Nigerian startup Releaf, which develops proprietary hardware and software solutions to drive the industrialisation of food processing in Africa, is planning to expand into more crops and additional West African markets.

Releaf was founded in 2017, and took part in the Y Combinator accelerator programme in Silicon Valley the same year, but only started operations in the oil palm space in 2019 and deployed its proprietary technology in January of this year.

“Our hardware increases the availability and quality of raw materials for food factories and our sourcing software connects us directly to over 2,000 smallholder farmers,” said Ikenna Nzewi, who co-founded Releaf alongside Uzo Ayogu and Isaiah Udotong.

“Starting in Nigeria’s oil palm sector, we are creating technology that will make farmers and food factories in Africa more efficient and profitable.”

Nigeria is the world’s largest oil palm producer from smallholders, with 80 per cent of the local market share. However, palm kernel production rates are low because many farmers still rely on ineffective processes for de-shelling, including the use of rocks and inappropriate hardware. Ninety per cent of factories are also running at below 50 per cent of their installed capacity due to scarcity of quality raw materials and the capital to purchase them.

“With that in mind, we act as a bridge between smallholder farmers and food manufacturing companies, providing working capital for farmers to access more palm kernel and equipment, and processing the raw material into factory-grade inputs for vegetable oil factories,” said Nwezi.

“We also work with farmers to improve their monthly income by up to 5x, and grow their wealth by enabling them to spend their time on the most profitable aspects of palm production and financing increased local processing capacity.”

The startup closed its seed funding round in Q2 of this year, including investors such as Samurai Incubate and Future Africa, and plans to use the funds to increase uptake, which Nwezi says has been “great” so far.


“We have a network of more than 2,000 smallholder farmers, with around 600 that consistently provide output for offtake. We will continue to explore opportunities to penetrate the market a little further but our focus is on deepening our relationship and the value we create for our most productive smallholder partners, rather than focusing on numbers for the sake of it,” he said.

Nonetheless, Releaf is focused on growth. It plans to expand across West Africa in oil palm and into additional crops for a continental footprint in due course, building a network of decentralised factories that will power the industrialisation of food processing. But how does it monetise?

“After acquiring palm nuts from our network of smallholders, we process them into factory-grade inputs for vegetable oil manufacturers. These factories typically need to buy in large quantities and high quality so our quality assurance and volume means that we are able to secure significant orders from manufactures that go on to produce vegetable oil that consumers buy. We’ve experienced double digit growth every month since commencing operations in January and expect to maintain this growth indefinitely,” said Nwezi.

At a fundamental level, cracking the palm nuts has not been a major challenge. There has been enough technological advancement over time to make that possible and relatively straightforward.
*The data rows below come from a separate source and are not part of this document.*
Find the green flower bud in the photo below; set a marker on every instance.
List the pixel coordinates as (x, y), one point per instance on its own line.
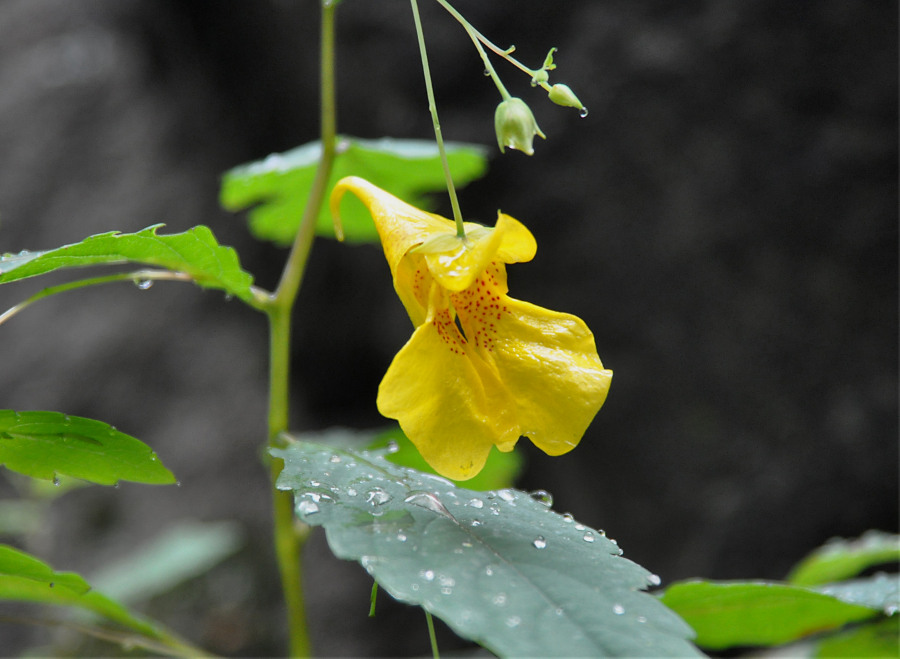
(562, 95)
(515, 126)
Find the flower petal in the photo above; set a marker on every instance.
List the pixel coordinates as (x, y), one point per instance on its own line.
(548, 362)
(449, 402)
(400, 226)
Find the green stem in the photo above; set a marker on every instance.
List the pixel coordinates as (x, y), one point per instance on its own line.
(432, 106)
(478, 38)
(290, 536)
(431, 636)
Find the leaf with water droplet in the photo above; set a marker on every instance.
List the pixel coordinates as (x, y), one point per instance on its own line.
(195, 253)
(481, 573)
(46, 444)
(275, 188)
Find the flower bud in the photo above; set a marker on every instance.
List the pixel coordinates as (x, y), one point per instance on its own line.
(562, 95)
(515, 126)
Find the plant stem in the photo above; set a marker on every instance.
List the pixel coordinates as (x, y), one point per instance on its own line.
(290, 535)
(432, 637)
(432, 106)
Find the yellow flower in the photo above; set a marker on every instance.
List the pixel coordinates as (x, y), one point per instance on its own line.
(481, 368)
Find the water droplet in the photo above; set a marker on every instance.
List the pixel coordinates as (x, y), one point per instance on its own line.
(307, 507)
(377, 497)
(542, 497)
(506, 495)
(429, 501)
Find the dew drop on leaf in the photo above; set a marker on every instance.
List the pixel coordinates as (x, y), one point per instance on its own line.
(307, 507)
(542, 497)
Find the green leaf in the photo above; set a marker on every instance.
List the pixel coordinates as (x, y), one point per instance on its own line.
(499, 471)
(881, 639)
(499, 567)
(182, 552)
(840, 559)
(44, 444)
(18, 564)
(725, 614)
(277, 187)
(24, 578)
(881, 592)
(195, 253)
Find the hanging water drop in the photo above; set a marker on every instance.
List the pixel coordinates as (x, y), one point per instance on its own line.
(307, 507)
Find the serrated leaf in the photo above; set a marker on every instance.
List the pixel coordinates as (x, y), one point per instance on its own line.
(277, 187)
(44, 444)
(195, 253)
(840, 559)
(500, 567)
(726, 614)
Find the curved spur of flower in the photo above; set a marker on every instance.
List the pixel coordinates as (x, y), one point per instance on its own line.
(481, 369)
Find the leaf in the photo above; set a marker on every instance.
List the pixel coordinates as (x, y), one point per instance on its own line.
(15, 563)
(840, 559)
(881, 591)
(881, 639)
(195, 253)
(24, 578)
(499, 567)
(725, 614)
(44, 444)
(277, 187)
(499, 471)
(183, 551)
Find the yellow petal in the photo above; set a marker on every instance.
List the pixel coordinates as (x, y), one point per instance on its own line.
(400, 226)
(517, 244)
(549, 364)
(451, 406)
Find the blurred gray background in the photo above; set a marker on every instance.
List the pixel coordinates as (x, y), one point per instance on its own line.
(724, 219)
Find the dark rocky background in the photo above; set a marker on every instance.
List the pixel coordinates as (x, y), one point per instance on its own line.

The challenge Releaf has had to navigate, Nwezi said, was how to make the process more consistently efficient and profitable for farmers, how to make its technology affordable, and how to create a workable model based on the capital it has been able to raise.

“We have also had to navigate challenges around importation and long lead times for some of the machines we have to order from outside Nigeria. Our work involves a lot of research and development, thus it can often be difficult to ascertain whether or not these machines will work as we would like them to until we have them on ground,” he said.

“Given that these machines often take up to six months to arrive, we then have to decide if we should pre-empt any issues by buying two different versions from different vendors or save money by buying one machine at a time, hoping that it works as you want it to. At the same time, we need to make sure we consistently make payroll and make sure that finances are responsibly managed. This is a challenge we have had to navigate and work out an effective solution for managing on a regular basis.”

With seed funding in the bank, however, the startup can feel a little more confident that the future is bright.